Ganz nah bei den Gorillas

Nach einer erholsamen Nacht in unseren kleinen Wurfzelten ziehen wir um 6:30 Uhr mit Angelique Todd in den Wald. Wir sind auf der Suche nach dem Gorilla Makumba und seiner Familie. 
Makumba ist ein circa 200 Kilogramm schwerer Silberrücken, der seit 2004 Touristen in seiner Nähe duldet.
Die Gruppe um den dominanten Gorillamann besteht aus drei Weibchen und sieben Jungtieren. 
 
Letzte Nacht war ihr Lager nur 150 Meter von dem Camp entfernt. Nach zehn Minuten stoßen wir auf die Schlafplätze der Primaten. Makumba hat sich ein Blätterbett gebaut, um vor dem feuchten Boden geschützt zu sein. Mehrere Nester sind über uns in den Sträuchern.

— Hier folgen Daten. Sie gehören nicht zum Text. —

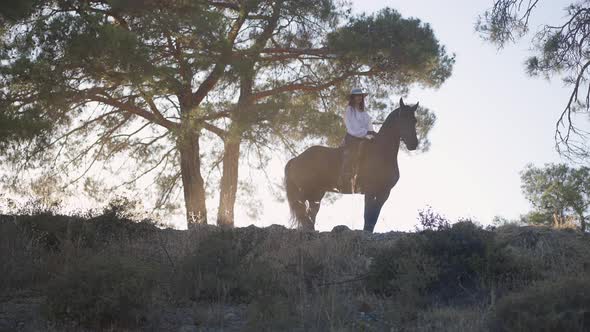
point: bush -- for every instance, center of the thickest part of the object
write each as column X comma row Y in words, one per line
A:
column 102, row 290
column 560, row 305
column 458, row 264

Wir kämpfen uns durch tackelige Lianen, die uns überall im Weg hängen, und dichten Dornenbüschen. Dann riechen wir Makumbas Anwesenheit. 
Wenig später entdecke ich ihn. Er sitzt sieben Meter vor mir. Um ihn herum laufen zwei kleine Gorillas. Makumba dreht sich nicht einmal zu uns um. Er ignoriert unsere Anwesenheit vollkommen. Zehn Minuten sitzt er einfach nur dort und frisst Blätter, während die Jungtiere miteinander rangeln. 
Dann steht er auf.  Er dreht sich zu uns. Mein Herz rast beim Anblick des stattlichen Gorillas. Ich schaue ihm direkt in sein Gesicht. Sein Blick ist so sanft. Unvorstellbar, dass Menschen einen ihnen so ähnliches Geschöpf umbringen. 
Eineinhalb Stunden folgen wir Makumba. Er ruft immer wieder nach seinen Weibchen, die auf Futtersuche sind, um genug Milch für ihren Nachwuchs produzieren zu können. Seine Rufe werden immer verzweifelter. Doch dann erscheint eines der Weibchen und Makumbas Welt scheint wieder in Ordnung zu sein. Noch.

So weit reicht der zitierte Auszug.